Avec une population estimée à 81 millions d’âmes, le Maghreb regroupe près du dixième de la population africaine (832 millions). Cette vaste région, qui s’étend sur six millions de km2, le cinquième de la superficie du continent (30 millions), est constituée des cinq pays de l’Union du Maghreb arabe (UMA), qui sont, d’Ouest en Est, la Mauritanie (2,9 millions d’habitants), le Maroc (30,6 millions), l’Algérie (32 millions), la Tunisie (9,9 millions) et la Libye (5,6 millions). A cet ensemble régional, on pourrait ajouter l’Egypte (72 millions d’âmes), qui se trouve dans sa continuité géopolitique.
Zone tampon entre l’Europe, l’Afrique subsaharienne et le Proche-Orient, le Maghreb représente un enjeu pour les stratégies régionales de l’Union européenne (UE), dont il constitue la frontière méridionale, et des Etats-Unis, qui cherchent à l’intégrer à leur « Grand Moyen-Orient »: vaste ensemble de culture islamique s’étendant de la Mauritanie, à l’Ouest, au Pakistan, à l’Est.
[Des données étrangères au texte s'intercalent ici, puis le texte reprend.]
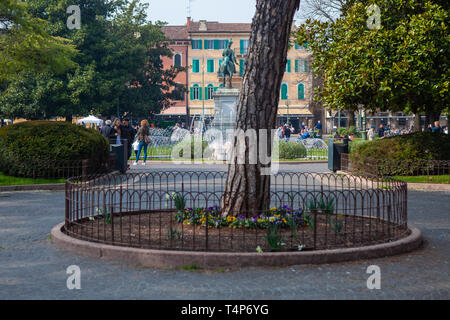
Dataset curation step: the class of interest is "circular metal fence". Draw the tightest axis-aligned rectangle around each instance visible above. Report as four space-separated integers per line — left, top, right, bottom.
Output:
64 171 408 252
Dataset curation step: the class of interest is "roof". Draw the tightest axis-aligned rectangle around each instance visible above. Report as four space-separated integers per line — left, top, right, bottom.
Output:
162 26 189 40
188 20 251 34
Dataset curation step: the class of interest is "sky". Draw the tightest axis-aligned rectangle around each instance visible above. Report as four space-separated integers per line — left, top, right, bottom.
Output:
144 0 307 26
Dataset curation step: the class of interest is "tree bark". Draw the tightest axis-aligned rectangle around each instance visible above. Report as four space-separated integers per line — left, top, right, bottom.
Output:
414 113 421 132
221 0 300 217
347 109 355 127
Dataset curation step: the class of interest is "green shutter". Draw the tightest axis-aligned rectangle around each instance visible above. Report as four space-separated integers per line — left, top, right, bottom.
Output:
286 60 291 73
240 40 244 54
199 86 203 100
295 60 299 73
207 60 212 73
225 40 229 48
198 39 202 49
193 60 199 73
214 40 220 50
281 84 288 100
205 87 208 100
204 40 208 49
298 84 305 100
190 86 194 100
239 59 245 77
214 86 218 92
304 60 308 72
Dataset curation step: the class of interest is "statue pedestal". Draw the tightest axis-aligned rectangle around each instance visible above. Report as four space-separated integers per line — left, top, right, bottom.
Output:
210 87 240 160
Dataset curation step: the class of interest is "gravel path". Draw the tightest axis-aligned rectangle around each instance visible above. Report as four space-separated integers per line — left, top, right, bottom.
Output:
0 163 448 299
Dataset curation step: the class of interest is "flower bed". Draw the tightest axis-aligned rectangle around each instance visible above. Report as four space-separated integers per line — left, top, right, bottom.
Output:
174 205 308 229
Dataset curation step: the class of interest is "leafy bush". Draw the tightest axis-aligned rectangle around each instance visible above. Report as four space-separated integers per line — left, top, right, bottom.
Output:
172 136 211 159
173 136 211 159
350 132 450 176
278 141 307 159
0 121 109 177
337 126 362 138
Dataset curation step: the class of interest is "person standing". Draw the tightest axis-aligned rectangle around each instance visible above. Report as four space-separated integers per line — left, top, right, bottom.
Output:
377 124 385 138
100 120 113 139
284 125 291 142
431 121 443 134
121 118 136 165
367 126 375 141
134 119 150 166
315 121 323 137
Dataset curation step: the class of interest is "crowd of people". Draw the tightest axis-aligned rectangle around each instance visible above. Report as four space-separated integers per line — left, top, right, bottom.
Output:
276 121 323 142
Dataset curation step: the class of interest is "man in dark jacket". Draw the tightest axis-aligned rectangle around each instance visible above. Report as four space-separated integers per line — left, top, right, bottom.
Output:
377 124 385 138
121 118 136 161
100 120 113 139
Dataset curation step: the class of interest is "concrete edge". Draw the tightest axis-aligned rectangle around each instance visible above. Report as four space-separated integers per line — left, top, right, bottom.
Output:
0 183 65 192
407 183 450 192
51 223 423 269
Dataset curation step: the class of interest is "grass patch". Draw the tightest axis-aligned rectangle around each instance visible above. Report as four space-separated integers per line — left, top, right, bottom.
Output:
181 264 202 271
393 175 450 184
0 172 66 186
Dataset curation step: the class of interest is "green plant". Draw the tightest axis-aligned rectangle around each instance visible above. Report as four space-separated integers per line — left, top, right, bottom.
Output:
181 264 201 271
306 196 341 232
97 207 111 224
350 132 450 176
166 228 181 241
277 141 307 159
173 137 211 159
0 121 109 178
264 223 285 251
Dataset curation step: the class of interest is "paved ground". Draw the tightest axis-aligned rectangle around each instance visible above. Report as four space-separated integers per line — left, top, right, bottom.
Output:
0 163 449 299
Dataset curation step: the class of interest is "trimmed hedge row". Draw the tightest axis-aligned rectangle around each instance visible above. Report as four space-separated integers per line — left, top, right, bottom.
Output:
0 121 110 177
349 132 450 176
278 141 307 159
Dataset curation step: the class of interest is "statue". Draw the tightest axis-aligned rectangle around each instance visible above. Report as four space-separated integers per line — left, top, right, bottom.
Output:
218 40 238 88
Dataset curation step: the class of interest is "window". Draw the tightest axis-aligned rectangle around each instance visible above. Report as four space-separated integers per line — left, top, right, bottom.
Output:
204 40 214 50
190 85 202 100
239 59 245 77
206 84 214 100
191 39 202 50
286 60 291 73
192 59 200 73
298 83 305 100
281 83 288 100
213 39 228 50
207 59 215 73
174 54 182 67
295 60 308 73
240 39 249 54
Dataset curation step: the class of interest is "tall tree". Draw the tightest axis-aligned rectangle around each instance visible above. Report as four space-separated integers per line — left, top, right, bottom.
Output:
0 0 184 120
221 0 300 217
296 0 449 131
0 0 77 82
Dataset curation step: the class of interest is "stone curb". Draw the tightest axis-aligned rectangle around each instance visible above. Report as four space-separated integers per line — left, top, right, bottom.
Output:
0 183 65 192
407 183 450 192
51 223 422 269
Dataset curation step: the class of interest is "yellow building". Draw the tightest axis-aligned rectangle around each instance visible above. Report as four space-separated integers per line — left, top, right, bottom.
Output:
164 19 314 130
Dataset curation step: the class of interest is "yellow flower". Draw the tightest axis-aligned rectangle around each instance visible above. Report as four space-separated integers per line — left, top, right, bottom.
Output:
270 207 277 211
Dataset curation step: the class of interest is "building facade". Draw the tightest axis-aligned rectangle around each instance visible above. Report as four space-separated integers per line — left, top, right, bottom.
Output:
159 19 314 132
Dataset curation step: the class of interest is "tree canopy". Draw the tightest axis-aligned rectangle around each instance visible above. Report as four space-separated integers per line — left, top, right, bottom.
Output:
0 0 77 82
296 0 449 127
0 0 185 120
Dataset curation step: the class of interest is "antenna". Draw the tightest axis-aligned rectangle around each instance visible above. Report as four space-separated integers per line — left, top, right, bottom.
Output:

UMA : difficultés de la construction régionale
L’histoire du Maghreb remonte à 5 000 ans. Elle commence avec les Nubiens, dans la vallée du Nil, et des Berbères, au nord du Sahara, et se poursuit avec la création de l’empire carthaginois, la romanisation, l’arabisation, l’islamisation, la domination ottomane, la colonisation européenne, les luttes de libération nationale, la décolonisation, la naissance des Etats-nations et, corollairement, la montée des mouvements islamistes fondamentalistes comme une réponse à l’échec des élites ayant pris la direction de ces Etats-nations au lendemain des indépendances.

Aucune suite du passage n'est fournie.